Despite the MEC clearing him to return, R.B. was denied reinstatement. Allegedly, his supervisor told R.B. that he needed an MEC valid for at least three months. However, after R.B. underwent a subsequent physical examination and obtained an MEC valid for three months, he was again denied reinstatement.

After seven months of being out of work—and repeated denials of reinstatement despite two MECs declaring him fit—R.B. filed a formal complaint with the Division on Civil Rights.

During an investigation by the division, one company official at P. Judge & Sons told investigators that R.B. was not permitted to resume work because he was continuing to receive treatment for his sleep apnea, and the company is “under no obligation to employ individuals whose health is non-compliant.”

Another company official argued that R.B. technically was not terminated. Rather, the official said, R.B. never contacted the company again after being denied reinstatement the last time. The same official contended that reinstating R.B. was a potential liability, because an employee afflicted with sleep apnea “can go to work… three months goes by, then he’s off, has to go to the doctor, and we’re getting charged by Concentra for the medical treatment.”

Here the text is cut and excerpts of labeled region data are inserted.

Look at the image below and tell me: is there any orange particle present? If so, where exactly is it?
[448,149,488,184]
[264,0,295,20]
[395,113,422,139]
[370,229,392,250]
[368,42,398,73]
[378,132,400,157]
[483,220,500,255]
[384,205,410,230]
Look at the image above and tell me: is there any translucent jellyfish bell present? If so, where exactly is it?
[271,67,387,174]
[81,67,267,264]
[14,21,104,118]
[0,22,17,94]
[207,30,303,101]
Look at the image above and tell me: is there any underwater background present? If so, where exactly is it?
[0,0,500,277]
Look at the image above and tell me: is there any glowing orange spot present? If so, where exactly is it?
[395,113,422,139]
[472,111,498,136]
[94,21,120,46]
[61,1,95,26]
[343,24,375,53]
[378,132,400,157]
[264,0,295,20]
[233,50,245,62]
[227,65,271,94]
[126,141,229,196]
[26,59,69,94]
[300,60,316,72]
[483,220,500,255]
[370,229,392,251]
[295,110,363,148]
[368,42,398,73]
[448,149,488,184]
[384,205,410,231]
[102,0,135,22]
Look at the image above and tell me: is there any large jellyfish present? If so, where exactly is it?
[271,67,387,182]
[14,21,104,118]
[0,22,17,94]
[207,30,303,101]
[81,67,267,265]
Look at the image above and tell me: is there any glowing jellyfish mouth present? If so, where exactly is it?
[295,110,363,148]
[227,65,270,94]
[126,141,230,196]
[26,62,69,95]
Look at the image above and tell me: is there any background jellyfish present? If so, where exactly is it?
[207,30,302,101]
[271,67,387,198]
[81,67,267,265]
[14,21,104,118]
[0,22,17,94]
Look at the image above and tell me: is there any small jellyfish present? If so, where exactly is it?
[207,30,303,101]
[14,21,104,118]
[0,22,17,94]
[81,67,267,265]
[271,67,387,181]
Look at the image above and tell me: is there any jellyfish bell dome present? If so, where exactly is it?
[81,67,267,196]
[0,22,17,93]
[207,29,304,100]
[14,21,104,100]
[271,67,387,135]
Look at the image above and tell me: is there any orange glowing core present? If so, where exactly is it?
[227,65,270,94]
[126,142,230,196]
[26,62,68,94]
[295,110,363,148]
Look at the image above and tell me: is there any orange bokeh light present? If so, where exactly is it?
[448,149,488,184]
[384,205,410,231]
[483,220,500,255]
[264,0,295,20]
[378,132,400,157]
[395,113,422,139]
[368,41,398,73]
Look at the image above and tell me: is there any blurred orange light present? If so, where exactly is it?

Division Director Sashihara noted that a division investigation found nothing in DOT regulations, or in P. Judge & Sons’ own internal policies, to support the suggestion that the company was barred from reinstating R.B. once he presented either the one-month or three-month MEC.

“We know from our investigation that the company has, in the past, returned employees to work on the basis of a one-month MEC. We know that because company officials who we interviewed told us so,” says Director Sashihara. “Again, the law is the law, and ignorance of it—or disagreement with it—is no excuse. No matter the opinions or intentions behind it, employers and managers with no medical training cannot simply decide to terminate a worker based solely on assumptions, internet articles and the anecdotal experiences related by people they know, which is what we allege took place here.”

In addition to paying R.B. $30,000, P. Judge & Sons is required under the settlement to adopt a variety of workplace policy and training reforms. The company also must submit to state monitoring of its treatment of employees and job applicants with disabilities for the next two years.

Deputy Attorney General Beverley Lapsley and Division on Civil Rights Investigator Justin Hoffer handled the matter on behalf of the state.